Project DEAL highlights the power of the state (or of a nation-wide consortium) and the improved bargaining power of institutions in the era of sci-hub. German institutions are now fighting to get a fair and nation-wide subscription deal from Elsevier.

The future is black and green
Only freely available articles will enable more efficient workflows in science, education of and control by the public and access by economically disadvantaged individuals. PLOS and other open-access publishers set out to weaken if not kill commercial publishing but they failed (2):

"When we started PLOS the only way we had to make money was through [article processing charges, APCs], but if I had my druthers we’d all just post papers online in a centralized server funded and run by a coalition of governments and funders, and scientists would use lightweight software to peer review published papers and organize the literature in useful ways. And no money would be exchanged in the process. I’m glad that PLOS is stable and has shown the world that the APC model can work, but I hope that we can soon move beyond it to a very different system."
I do not think sci-hub is the end goal, but it might be a necessary evil to catalyze change, since open access publishing failed. If for profit publishers start dying off and we do not have enough journals then a non-profit arXiv-like solution can emerge. Green open-access has been limited because it was implemented as an opt-in service (1): "More than 60% of journals already allow authors to self-archive...Most of the others ask authors to wait for a time ... before they archive their papers. However, the vast majority of authors don't self-archive their manuscripts unless prompted by university or funder mandates."

Nevertheless manuscript-archiving might be the future since (6): "green open access is compatible with publishing in non-open access journals, which means that green open access mandates can respect author freedom to publish where they please."
As I said, if green or any other open access kills traditional publishers then several governmental and non-profit alternatives will step up.
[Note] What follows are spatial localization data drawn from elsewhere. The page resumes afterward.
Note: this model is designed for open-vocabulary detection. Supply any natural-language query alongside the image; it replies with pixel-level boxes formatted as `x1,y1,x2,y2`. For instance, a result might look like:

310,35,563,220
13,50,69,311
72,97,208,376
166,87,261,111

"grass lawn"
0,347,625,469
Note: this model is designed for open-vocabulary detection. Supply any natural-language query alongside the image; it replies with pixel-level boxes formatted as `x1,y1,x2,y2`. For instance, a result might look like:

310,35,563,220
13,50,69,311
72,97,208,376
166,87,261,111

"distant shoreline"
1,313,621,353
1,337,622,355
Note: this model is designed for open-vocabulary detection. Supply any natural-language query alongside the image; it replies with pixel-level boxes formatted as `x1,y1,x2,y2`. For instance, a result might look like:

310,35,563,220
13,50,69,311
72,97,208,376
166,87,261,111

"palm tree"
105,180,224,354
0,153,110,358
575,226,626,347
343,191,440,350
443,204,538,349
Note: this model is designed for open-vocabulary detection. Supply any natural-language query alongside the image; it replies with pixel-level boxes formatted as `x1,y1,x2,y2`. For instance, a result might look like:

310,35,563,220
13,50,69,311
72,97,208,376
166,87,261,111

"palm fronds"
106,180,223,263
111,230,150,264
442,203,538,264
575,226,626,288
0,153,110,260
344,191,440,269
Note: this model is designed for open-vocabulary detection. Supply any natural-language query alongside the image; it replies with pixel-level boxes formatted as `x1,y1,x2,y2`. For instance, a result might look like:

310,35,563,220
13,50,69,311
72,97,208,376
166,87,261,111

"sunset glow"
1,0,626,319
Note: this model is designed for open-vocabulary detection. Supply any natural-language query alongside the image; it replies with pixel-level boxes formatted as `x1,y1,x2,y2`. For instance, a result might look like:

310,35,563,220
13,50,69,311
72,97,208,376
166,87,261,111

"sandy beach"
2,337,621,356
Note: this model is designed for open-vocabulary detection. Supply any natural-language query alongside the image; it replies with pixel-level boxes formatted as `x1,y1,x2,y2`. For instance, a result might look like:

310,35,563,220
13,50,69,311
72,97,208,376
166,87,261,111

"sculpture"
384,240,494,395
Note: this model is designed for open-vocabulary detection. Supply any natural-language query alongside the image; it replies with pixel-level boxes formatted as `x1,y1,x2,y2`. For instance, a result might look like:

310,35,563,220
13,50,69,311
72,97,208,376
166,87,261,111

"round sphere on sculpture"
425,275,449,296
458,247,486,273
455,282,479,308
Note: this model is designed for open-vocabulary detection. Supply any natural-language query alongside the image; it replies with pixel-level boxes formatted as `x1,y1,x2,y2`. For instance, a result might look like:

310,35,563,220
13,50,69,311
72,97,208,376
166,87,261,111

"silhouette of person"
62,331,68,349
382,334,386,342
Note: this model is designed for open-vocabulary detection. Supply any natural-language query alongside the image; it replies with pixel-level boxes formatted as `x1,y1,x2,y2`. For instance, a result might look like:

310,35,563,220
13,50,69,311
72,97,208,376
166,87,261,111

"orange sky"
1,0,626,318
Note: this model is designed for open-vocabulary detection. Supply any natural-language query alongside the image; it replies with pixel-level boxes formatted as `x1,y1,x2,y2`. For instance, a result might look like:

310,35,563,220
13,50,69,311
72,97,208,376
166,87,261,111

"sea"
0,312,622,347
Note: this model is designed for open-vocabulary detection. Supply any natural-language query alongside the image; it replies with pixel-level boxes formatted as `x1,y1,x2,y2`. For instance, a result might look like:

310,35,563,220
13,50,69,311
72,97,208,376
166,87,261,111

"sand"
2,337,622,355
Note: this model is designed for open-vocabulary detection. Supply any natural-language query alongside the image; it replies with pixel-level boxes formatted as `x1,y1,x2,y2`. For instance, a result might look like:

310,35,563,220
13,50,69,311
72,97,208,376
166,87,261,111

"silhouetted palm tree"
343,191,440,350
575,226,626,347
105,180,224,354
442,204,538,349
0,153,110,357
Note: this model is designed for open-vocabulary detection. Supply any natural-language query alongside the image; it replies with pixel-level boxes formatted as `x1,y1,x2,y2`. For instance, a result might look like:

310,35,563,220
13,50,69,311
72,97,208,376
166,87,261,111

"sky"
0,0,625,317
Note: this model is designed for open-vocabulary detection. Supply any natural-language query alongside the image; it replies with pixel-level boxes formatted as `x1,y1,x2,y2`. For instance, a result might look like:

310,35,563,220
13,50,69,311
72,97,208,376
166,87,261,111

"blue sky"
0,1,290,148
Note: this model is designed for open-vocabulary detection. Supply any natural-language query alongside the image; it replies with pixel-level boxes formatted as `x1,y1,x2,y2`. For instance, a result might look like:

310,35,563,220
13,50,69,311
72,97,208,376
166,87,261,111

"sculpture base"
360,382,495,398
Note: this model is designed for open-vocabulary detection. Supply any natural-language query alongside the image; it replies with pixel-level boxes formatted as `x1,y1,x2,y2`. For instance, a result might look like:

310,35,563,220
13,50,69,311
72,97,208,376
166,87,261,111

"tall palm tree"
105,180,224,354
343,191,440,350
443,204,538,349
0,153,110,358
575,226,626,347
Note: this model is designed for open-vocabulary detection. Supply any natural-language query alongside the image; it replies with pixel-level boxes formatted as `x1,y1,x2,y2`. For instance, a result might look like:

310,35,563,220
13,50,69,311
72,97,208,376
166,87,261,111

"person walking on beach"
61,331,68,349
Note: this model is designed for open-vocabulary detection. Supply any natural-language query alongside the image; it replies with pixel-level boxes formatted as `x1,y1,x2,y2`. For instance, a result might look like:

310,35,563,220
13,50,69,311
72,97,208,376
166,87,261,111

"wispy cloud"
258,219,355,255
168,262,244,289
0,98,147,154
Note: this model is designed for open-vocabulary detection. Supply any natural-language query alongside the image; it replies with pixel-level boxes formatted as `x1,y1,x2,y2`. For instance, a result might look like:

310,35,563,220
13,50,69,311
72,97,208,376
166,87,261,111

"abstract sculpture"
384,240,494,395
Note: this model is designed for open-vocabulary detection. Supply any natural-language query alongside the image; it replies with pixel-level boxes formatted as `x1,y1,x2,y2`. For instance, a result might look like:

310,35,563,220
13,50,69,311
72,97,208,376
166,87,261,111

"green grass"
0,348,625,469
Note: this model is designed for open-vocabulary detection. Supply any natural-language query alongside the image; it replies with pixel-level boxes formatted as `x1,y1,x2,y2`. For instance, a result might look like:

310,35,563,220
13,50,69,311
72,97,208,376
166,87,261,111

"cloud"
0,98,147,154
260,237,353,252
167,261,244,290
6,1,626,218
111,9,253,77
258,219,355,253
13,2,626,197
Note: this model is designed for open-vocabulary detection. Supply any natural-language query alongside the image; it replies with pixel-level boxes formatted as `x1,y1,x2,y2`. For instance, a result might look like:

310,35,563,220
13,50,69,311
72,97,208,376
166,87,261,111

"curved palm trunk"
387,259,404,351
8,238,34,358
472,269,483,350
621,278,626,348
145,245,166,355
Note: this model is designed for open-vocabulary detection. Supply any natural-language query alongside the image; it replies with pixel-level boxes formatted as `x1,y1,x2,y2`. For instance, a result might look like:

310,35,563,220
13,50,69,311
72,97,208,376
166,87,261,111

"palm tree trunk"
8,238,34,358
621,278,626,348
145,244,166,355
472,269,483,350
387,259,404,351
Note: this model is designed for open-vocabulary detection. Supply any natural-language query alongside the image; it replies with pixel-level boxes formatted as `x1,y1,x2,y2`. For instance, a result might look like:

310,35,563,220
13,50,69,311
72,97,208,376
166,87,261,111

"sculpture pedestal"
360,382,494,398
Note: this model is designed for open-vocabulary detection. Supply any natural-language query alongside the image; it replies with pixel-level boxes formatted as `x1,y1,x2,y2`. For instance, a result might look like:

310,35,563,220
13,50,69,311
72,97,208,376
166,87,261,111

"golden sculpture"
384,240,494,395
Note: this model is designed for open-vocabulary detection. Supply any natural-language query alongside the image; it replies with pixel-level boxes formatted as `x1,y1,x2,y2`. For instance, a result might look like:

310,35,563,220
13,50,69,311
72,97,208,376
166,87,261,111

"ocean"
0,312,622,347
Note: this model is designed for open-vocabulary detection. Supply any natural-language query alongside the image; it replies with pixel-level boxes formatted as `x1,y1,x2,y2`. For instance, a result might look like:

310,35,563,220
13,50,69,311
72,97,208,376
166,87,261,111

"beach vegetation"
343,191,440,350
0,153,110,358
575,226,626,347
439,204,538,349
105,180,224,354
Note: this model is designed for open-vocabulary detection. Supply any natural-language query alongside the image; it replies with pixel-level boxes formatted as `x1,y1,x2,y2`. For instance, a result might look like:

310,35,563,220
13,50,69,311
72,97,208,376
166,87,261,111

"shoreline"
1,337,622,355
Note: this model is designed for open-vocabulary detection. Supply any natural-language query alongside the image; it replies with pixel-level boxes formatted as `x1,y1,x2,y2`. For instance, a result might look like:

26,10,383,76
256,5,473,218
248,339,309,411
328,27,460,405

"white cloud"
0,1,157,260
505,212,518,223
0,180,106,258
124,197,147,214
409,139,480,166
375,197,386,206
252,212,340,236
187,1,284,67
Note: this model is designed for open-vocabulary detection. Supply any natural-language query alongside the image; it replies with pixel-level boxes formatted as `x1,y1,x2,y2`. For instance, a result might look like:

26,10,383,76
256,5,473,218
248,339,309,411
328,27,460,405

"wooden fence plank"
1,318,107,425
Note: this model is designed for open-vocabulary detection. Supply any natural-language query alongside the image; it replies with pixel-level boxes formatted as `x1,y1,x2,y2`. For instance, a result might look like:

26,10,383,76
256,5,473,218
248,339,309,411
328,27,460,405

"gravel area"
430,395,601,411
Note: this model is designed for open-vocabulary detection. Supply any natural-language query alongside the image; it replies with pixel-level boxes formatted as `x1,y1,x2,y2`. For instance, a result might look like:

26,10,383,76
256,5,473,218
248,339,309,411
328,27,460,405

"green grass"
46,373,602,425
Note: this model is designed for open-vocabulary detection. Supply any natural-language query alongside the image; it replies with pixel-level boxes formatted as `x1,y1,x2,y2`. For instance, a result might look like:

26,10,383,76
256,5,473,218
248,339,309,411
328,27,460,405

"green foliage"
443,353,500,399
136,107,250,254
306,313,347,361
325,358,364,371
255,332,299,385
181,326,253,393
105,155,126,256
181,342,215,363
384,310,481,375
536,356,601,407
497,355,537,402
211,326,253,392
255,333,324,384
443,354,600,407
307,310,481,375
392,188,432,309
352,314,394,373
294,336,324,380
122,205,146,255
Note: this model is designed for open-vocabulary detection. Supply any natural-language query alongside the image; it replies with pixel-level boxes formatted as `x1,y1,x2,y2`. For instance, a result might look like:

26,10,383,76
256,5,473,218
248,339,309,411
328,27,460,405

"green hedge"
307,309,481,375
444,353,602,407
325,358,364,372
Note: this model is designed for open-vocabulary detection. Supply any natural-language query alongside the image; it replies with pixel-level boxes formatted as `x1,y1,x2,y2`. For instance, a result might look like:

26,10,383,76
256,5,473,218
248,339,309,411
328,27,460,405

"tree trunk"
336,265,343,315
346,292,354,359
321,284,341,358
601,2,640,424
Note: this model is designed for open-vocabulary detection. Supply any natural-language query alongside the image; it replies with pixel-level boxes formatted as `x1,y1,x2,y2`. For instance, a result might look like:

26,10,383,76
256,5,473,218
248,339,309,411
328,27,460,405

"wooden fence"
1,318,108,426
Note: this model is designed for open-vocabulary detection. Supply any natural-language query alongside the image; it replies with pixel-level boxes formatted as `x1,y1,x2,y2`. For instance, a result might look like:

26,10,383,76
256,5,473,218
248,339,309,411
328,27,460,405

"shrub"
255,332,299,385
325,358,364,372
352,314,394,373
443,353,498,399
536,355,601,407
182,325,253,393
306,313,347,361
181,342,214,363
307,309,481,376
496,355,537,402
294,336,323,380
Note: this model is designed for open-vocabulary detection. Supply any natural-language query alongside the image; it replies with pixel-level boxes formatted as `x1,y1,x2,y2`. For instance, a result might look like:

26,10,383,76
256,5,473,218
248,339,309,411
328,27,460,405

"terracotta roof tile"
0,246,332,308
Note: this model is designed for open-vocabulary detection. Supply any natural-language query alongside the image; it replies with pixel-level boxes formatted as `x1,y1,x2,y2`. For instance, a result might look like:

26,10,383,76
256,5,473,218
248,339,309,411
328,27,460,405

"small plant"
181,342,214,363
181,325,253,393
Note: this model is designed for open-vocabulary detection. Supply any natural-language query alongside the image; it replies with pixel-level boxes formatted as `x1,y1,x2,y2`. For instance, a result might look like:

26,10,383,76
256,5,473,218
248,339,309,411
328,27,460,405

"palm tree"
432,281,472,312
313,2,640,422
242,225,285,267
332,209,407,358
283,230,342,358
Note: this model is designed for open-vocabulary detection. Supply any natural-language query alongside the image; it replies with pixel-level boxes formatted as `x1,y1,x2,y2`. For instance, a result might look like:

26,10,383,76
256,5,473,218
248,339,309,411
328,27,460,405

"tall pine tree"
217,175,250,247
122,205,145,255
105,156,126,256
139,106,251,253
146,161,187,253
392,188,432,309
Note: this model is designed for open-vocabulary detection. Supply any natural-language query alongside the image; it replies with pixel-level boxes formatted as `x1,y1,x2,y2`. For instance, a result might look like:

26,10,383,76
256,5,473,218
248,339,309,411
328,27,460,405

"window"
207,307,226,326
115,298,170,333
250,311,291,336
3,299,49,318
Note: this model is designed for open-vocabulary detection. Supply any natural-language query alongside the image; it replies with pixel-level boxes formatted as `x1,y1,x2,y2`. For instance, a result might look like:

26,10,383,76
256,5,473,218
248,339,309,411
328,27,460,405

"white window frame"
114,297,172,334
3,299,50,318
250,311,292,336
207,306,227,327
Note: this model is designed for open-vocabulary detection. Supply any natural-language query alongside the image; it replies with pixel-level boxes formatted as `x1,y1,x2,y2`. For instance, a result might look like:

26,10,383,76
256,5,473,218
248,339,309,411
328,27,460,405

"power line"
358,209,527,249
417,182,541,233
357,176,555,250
However, so far almost everyone working in science has felt the benefit of sci-hub either directly or indirectly, but all the problems remain speculative.

References and further reading
1. Van Noorden, Richard. "The true cost of science publishing." Nature 495.7442 (2013): 426-429.

2. On pastrami and the business of PLOS By MICHAEL EISEN | Published: MARCH 20, 2016 http://www.michaeleisen.org/blog/?p=1883

3. Bohannon, John. "Who's downloading pirated papers? Everyone." Science 352.6285 (2016): 508-512.

5. Björk, Bo‐Christer. "Gold, green, and black open access." Learned Publishing 30.2 (2017): 173-175.

7. In survey, most give thumbs-up to pirated papers. http://www.sciencemag.org/news/2016/05/survey-most-give-thumbs-pirated-papers

9. Driving Them Up The (Pay)Wall – Sci-Hub and the Disruption of the Academic Publishing Industry. https://spicyip.com/2017/07/driving-them-up-the-paywall-sci-hub-and-the-disruption-of-the-academic-publishing-industry.html

10. How much did your university pay for your journals? By John BohannonJun. 16, 2014 , 4:15 PM. http://www.sciencemag.org/news/2014/06/how-much-did-your-university-pay-your-journals

11. Sci-Hub’s “Free” Articles Are Anything but Free There’s a price to pay for accessing illegally downloaded material from the pirated-content website By KATHY PRETZ 14 September 2016. http://theinstitute.ieee.org/blogs/blog/scihubs-free-articles-are-anything-but-free

13. Ernesto Priego, Signal, Not Solution: Notes on Why SciHub Is Not Opening Access, The Winnower 3:e145624.49417 , 2016 , DOI: 10.15200/winn.145624.49417

14. Green, T. (2017). We’ve failed: Pirate black open access is trumping green and gold and we must change our approach. Learned Publishing, 30(4). DOI:10.1002/leap.1116, http://doi.org/10.1002/leap.1116

15. "Open access: All human knowledge is there—so why can’t everybody access it?". GLYN MOODY - 6/17/2016, 5:30 PM.